The functionalities of Kubernetes revolve around containers. Docker technology is used to create containers that will be used in Kubernetes. Considering that fact, if you wish to use Kubernetes and Docker, you need to learn Docker before you can begin working with Kubernetes.
Q4: What's the relation between Kubernetes & Docker?
Docker is used for building and managing containers whereas Kubernetes is more about container orchestration and deploying applications. Both these tools work together for scaling applications on the cloud.
Q5: Why is Docker swarm not as popular as Kubernetes?
Even though Docker swarm has a simpler structure and is easier to use, it is still not as popular as Kubernetes. The reason behind this is that the automation capabilities of Kubernetes are superior to that of the Docker swarm. Apart from that, scaling should be done manually in the Docker swarm.
Q6: What is the difference between Docker and a virtual machine?
Docker containers and virtual machines are often compared with each other. However, certain differences between the two should always be considered before choosing one. The first difference is their weight. A Docker container is lightweight as compared to a virtual machine. Regarding resource usage, the Docker container can share resources with each other when they are used in the same operating system infrastructure. On the other hand, every virtual machine will have a separate operating system.

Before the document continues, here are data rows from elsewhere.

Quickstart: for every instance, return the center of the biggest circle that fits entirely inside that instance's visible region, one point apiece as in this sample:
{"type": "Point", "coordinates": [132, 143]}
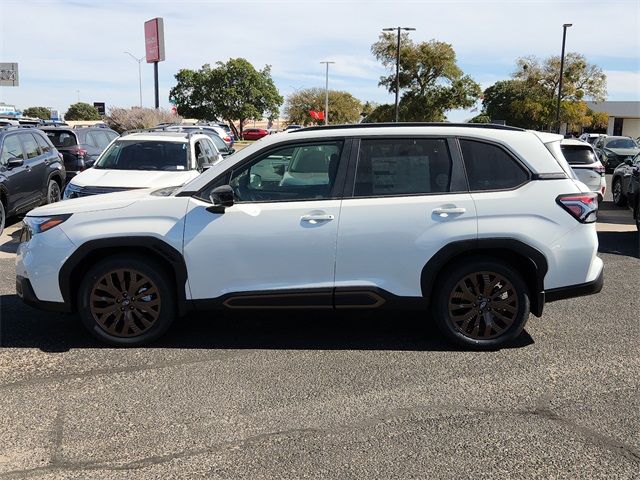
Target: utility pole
{"type": "Point", "coordinates": [399, 29]}
{"type": "Point", "coordinates": [564, 37]}
{"type": "Point", "coordinates": [326, 94]}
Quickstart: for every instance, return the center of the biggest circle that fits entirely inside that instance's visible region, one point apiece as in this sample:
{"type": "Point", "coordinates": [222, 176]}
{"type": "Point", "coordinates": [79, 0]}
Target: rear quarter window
{"type": "Point", "coordinates": [489, 167]}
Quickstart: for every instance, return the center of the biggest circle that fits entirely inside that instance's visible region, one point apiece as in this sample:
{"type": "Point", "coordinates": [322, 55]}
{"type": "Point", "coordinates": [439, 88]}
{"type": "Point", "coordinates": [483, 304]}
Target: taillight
{"type": "Point", "coordinates": [582, 206]}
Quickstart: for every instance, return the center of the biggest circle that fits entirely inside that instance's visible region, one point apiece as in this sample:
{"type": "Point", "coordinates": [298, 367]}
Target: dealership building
{"type": "Point", "coordinates": [624, 117]}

As there is no sharing of OS, virtual machines are considered safer than Docker Kubernetes. However, container safety can be enhanced by using the best Docker practices.
Q7: What is a Docker Image?
Building a Docker container requires a set of instructions or templates. A Docker image is the file that behaves like this template or instructions, which is used to execute a code in the container. These images are the initial step toward working with Docker. A Docker image is always in a read-only format and comes with multiple layers where each layer originates from the previous layer.